Первый из этих городов — Тарудант, земледельческий центр бледа и плодородной долины Сус, расположенной вдоль уэда того же названия. Находясь в 200 километрах к югу от Маракеша, Тарудант был бы печью, отдающей зной Сахары, если бы от ее дыхания не прикрывали его отроги Высокого Атласа и Антиатласа, если бы не был он открыт свежему ветру с Атлантики, если бы не был довольно высоко расположен (230 метров) и богат водой. Поэтому, несмотря на соседство с Сахарой и южное положение, климат в Таруданте вполне сносный, с точки зрения европейца, а растительность до того буйная, что просто ошеломляет своей пышностью и богатством. Это самая настоящая теплица, только что без стеклянной крыши.
Вокруг города раскинулись сады, рощи, оливковые плантации, поля. Внутри живописных городских стен, усеянных зубцами и башнями с множеством ворот, живет около 10 тысяч человек, в том числе 100 европейцев.
Кроме садоводства и земледелия население Таруданта занимается еще тем, что шьет
Еще дальше на юг от Таруданта, в 102 километрах от Агадира и в 300 километрах от Маракеша, у подножия Антиатласа лежит Тизнит. Граница испанского Рио-де-Оро, расположенного между Атлантическим океаном и Сахарой, находится совсем рядом.
Французские путеводители предостерегают туриста, сообщая, что Тизнит "еще не открыт для европейской цивилизации". Вот поэтому-то здесь явственнее, чем где бы то ни было, можно увидеть Марокко без европейской косметики и помады, таким, каким оно было столетия назад. В Тизните в отличие от Таруданта нет и 100 европейцев. В мою бытность в Тизните из европейцев там жили хозяин постоялого двора — португалец и командир воинской части. Третьим был я.
Между расположенным невдалеке утопающим в зелени Тарудантом и Тизнитом, где дает себя чувствовать близкое, ничем не смягчаемое дыхание Сахары, чудовищный контраст. Ощущение такое, будто ты вышел из красивого сада, полного зелени и цветов, и попал под сирокко, секущий песком и сбивающий с ног. В Тизните нет гор, оливковых рощ, садов, пальм. Вблизи от него Сахара обрывается у берега океана: безмерные просторы песка и безмерные просторы воды без каких-либо переходов и преград между ними.
В памяти моей Тизнит запечатлелся не только своей — архитектурой или воротами, в которые ветер бьет зернистым песком, принесенным из глубин Сахары. В Тизните я стал свидетелем необычайного празднества.
Ночь. Полнолуние. На четырехугольной площади, окруженной домами без окон, — молчаливая толпа людей, насчитывающая, может, пять, а может, шесть или семь тысяч. Они стоят вплотную, мужчины и женщины, много, очень много африканцев. Не знаю, что это за праздник. Я не хочу, да и не могу спрашивать. В муравейнике этом нет ни одного европейского лица.

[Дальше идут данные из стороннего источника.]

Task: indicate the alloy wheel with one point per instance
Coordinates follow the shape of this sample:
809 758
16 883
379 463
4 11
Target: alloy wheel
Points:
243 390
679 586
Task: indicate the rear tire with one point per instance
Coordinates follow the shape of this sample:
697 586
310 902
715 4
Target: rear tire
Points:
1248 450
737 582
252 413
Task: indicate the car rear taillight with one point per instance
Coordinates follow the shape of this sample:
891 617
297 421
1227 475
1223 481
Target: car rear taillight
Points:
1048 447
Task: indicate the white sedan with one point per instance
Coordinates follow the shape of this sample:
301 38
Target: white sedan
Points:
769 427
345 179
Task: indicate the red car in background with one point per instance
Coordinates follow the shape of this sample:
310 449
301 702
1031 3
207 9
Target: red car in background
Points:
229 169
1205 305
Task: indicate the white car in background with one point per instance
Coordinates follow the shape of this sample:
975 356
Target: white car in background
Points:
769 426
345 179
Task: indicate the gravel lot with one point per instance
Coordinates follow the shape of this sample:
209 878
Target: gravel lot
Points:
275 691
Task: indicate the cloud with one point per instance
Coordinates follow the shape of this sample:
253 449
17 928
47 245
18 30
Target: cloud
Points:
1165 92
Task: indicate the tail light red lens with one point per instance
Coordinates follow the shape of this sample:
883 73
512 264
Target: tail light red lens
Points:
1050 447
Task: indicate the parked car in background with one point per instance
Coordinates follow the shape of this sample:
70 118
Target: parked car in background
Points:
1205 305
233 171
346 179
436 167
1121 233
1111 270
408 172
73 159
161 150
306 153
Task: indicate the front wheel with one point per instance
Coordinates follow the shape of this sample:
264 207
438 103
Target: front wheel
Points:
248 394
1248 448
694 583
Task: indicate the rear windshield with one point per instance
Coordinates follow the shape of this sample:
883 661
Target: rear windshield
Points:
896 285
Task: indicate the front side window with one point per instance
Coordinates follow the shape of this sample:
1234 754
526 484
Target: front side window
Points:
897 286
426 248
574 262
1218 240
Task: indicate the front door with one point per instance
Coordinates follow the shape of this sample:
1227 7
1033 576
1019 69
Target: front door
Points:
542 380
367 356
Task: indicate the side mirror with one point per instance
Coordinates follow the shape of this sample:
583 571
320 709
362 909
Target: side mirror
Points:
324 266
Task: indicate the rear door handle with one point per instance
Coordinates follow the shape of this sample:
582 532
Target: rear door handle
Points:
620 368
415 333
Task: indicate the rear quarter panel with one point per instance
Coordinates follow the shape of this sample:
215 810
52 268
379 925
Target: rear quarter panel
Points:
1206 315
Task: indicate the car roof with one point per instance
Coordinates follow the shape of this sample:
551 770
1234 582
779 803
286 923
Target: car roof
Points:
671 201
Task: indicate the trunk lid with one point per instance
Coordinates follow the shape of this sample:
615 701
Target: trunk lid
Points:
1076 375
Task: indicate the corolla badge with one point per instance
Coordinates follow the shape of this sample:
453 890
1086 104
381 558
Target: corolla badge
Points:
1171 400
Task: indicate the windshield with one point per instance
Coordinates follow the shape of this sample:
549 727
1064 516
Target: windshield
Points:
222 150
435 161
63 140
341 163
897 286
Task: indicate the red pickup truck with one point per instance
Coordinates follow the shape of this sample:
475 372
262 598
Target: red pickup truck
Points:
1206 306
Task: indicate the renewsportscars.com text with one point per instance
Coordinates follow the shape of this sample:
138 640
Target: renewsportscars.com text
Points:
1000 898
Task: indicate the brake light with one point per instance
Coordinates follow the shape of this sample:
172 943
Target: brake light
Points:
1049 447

Внутри четырехугольника домов — четырехугольник людей, а в нем — пустое пространство. Одну из сторон человеческого четырехугольника составляют сидящие в ряд седовласые и седобородые старцы. Подле них стоят музыканты с примитивными барабанами, с палочками, загнутыми крючком, и пищалями.

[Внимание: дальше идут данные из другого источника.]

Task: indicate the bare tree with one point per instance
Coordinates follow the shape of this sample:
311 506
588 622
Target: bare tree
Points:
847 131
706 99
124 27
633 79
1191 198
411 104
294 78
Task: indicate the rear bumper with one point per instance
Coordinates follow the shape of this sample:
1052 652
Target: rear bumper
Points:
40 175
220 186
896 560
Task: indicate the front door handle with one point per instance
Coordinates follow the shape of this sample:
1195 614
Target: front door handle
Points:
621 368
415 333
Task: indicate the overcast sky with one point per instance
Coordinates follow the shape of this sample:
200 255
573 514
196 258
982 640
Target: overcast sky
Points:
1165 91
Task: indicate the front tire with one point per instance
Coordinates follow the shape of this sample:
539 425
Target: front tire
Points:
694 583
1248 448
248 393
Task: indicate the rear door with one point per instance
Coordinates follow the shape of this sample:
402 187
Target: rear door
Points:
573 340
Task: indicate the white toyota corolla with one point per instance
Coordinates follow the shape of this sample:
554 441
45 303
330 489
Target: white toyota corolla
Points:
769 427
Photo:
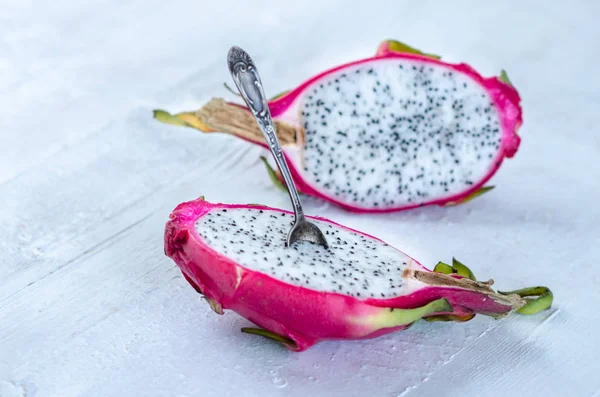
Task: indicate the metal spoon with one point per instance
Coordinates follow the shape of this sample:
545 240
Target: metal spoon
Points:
248 82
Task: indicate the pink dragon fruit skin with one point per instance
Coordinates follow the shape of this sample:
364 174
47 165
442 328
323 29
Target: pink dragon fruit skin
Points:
304 316
288 110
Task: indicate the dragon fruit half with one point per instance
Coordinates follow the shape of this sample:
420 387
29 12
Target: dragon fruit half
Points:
396 131
359 287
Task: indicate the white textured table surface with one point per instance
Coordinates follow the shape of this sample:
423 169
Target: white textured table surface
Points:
89 304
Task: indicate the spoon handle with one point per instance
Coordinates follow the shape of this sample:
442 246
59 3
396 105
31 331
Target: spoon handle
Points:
246 78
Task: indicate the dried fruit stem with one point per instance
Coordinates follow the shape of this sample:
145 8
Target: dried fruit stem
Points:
224 117
440 279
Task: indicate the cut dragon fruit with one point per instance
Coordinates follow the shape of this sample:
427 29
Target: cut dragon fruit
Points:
396 131
359 287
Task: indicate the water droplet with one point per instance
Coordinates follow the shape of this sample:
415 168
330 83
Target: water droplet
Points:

С противоположной стороны какими-то неестественными прыжками то приближается, то удаляется, то снова приближается и снова удаляется ряд танцоров, украшенных венками из листьев и злаков. Барабаны звучат то тише, то громче, ни на минуту не смолкая, не изменяя ритма. Слитные движения изгибающейся в танце шеренги напоминают океанскую волну, ударяющуюся о берег и отступающую назад с тем, чтобы через мгновение вернуться вновь.
По сторонам горят костры, с неба льется серебряный волшебный свет луны.

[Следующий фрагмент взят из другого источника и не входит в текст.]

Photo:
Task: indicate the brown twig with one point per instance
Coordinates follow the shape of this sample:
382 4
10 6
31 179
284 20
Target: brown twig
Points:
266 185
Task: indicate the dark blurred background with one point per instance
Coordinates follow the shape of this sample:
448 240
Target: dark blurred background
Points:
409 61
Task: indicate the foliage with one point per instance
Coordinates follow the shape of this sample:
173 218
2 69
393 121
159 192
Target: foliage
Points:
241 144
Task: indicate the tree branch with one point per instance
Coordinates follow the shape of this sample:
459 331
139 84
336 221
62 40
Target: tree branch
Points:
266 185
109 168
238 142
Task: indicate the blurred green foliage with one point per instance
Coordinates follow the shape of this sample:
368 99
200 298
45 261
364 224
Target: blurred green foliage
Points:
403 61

Гудят, рокочут барабаны. Пляшут, извиваясь, танцоры. Когда один из них, обливаясь потом, уходит, не в силах больше держаться на ногах, его место тут же занимает другой. Танец продолжается. Невозмутимо сидят старцы.
Рокочут, рокочут барабаны. Проходят часы… Луна достигла зенита. Миновала зенит. Склоняется к западу. Горят костры, старцы сидят, неподвижные, как статуи, ряд танцоров колышется, колышется непрестанно… Он то приближается, то удаляется в каком-то безумном, лунатическом танце, словно завороженный ритмом и движением.